Braxton Bragg
A Man Keen to Blame Others
A truism about generals is that their greatest skills lie in fighting and perhaps even winning the last war. With the acuity of hindsight, generals (along with politicians, war widows, and corporals), can see what mistakes were made and sometimes even why and can try to ensure that the same mistakes are not made for the same reasons again. But this is true only if the generals are skilled, although skill is to some extent mitigated by external factors.
This is far more important than, for example, having access to overwhelming force, for overwhelming force deployed without sense just increases the potential for a very high body count.
Braxton Bragg, a general in the Confederate Army, seemed to have learned little from previous wars. Or perhaps he simply learned the wrong things. At any rate, his actions during the War Between the States and afterward made him far more a villain than many others who acted no worse than he did. There was a reason for that: This involves not so much the facts themselves (although these are not entirely incidental) but rather the way in which historians have chosen to portray Bragg.
The previous phrase is not meant to suggest that historians such as McPherson have behaved unethically or capriciously in their descriptions of Bragg as a man out of his depth. But rather that history can be told through a range of different lenses. The role of the historian is to choose a lens. The role of the historiographer is to compare the different lenses that different historians have chosen and to caution that no single historical narrative arc is ever sufficient.

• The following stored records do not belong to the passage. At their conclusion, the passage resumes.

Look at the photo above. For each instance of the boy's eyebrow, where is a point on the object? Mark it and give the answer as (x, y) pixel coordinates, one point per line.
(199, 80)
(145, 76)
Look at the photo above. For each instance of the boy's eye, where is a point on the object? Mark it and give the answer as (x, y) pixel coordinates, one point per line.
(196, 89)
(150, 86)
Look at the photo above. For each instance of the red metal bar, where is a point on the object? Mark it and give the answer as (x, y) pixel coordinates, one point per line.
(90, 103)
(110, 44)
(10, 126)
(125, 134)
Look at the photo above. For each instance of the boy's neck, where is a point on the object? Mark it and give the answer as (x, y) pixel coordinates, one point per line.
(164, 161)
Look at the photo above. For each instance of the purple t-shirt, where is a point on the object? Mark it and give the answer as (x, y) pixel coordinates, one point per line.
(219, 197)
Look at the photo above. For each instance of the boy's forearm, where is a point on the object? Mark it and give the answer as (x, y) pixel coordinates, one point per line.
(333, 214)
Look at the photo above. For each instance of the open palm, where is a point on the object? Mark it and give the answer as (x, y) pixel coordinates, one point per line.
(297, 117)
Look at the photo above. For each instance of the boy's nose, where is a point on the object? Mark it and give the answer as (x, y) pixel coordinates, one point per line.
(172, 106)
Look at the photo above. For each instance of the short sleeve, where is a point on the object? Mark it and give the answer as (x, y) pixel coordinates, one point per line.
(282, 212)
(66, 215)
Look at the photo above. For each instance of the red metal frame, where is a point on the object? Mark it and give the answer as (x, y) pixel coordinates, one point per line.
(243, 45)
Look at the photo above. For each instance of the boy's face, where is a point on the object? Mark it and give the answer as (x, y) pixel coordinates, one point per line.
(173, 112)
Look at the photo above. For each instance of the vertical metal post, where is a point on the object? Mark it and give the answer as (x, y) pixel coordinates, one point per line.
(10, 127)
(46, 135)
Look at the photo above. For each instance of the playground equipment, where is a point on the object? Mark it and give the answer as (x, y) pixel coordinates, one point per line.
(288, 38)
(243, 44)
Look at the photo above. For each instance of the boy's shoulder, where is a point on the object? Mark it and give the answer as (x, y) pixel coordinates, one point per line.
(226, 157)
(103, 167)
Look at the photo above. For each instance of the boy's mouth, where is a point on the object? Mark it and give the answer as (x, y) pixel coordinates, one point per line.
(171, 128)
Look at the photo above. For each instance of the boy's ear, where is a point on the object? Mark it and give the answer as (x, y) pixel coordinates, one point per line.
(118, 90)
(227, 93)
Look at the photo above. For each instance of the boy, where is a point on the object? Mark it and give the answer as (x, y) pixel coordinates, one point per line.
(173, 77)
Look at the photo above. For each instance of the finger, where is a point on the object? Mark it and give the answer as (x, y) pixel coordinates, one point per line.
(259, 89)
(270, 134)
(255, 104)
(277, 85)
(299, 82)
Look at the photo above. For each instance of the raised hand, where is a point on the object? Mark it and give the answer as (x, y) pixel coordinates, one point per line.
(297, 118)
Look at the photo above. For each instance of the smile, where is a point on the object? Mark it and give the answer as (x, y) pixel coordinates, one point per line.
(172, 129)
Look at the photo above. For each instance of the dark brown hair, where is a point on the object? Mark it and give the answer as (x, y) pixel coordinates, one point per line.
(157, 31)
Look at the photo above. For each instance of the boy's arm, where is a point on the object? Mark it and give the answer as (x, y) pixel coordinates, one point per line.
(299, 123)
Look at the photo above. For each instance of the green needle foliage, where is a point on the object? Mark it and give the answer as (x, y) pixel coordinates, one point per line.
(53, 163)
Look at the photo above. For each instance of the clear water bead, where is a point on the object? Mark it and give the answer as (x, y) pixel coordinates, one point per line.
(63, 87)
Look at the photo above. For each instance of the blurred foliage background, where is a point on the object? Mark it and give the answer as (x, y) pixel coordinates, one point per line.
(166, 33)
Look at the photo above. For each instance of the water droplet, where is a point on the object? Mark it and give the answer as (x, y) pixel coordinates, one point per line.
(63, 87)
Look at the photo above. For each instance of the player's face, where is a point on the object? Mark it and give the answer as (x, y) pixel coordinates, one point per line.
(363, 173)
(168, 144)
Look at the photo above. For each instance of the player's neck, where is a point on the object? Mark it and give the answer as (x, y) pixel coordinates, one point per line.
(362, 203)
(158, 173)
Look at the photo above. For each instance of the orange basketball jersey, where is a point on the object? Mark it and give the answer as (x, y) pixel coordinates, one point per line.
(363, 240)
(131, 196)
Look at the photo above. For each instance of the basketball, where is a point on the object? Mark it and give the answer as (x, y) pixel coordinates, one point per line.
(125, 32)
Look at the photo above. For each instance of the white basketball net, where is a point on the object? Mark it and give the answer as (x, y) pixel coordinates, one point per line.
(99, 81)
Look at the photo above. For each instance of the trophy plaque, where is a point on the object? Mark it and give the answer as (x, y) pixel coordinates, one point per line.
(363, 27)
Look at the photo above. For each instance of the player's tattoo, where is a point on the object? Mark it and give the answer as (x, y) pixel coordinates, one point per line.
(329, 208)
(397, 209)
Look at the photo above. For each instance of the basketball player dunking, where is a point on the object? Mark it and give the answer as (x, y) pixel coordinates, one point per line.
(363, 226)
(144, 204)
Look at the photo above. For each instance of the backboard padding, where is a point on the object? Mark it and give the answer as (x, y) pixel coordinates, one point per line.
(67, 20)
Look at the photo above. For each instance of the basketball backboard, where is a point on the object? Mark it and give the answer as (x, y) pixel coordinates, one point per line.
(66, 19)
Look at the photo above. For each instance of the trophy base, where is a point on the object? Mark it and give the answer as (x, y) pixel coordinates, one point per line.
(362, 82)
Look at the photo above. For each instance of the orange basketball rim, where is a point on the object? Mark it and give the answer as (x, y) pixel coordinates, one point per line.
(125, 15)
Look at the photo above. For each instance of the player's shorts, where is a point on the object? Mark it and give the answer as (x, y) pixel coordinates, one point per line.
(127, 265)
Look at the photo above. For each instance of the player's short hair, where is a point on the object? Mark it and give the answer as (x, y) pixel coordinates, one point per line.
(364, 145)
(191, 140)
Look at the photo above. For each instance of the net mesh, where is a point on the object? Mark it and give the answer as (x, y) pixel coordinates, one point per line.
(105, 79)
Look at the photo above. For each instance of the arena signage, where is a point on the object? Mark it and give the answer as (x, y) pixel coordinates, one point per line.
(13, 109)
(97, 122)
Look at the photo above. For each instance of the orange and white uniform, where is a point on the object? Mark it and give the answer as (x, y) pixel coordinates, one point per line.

Historian James McPherson called Braxton a “bumbler,” a title he bestowed because of the stolidness of Braxton’s tactics, tactics so bereft of imagination that his men were bound to be slaughtered. Again and again, Bragg depended on a full frontal assaults — in Breckinridge’s attack on Stones River and at Shiloh — despite the fact that this type of assault had been proven ineffective (to say the least) throughout the Civil War. The Civil War was arguably the first modern war in terms of the type of weapons that were used and the ways in which they were used as well as the ways in which civilian infrastructure was recruited to the military effort.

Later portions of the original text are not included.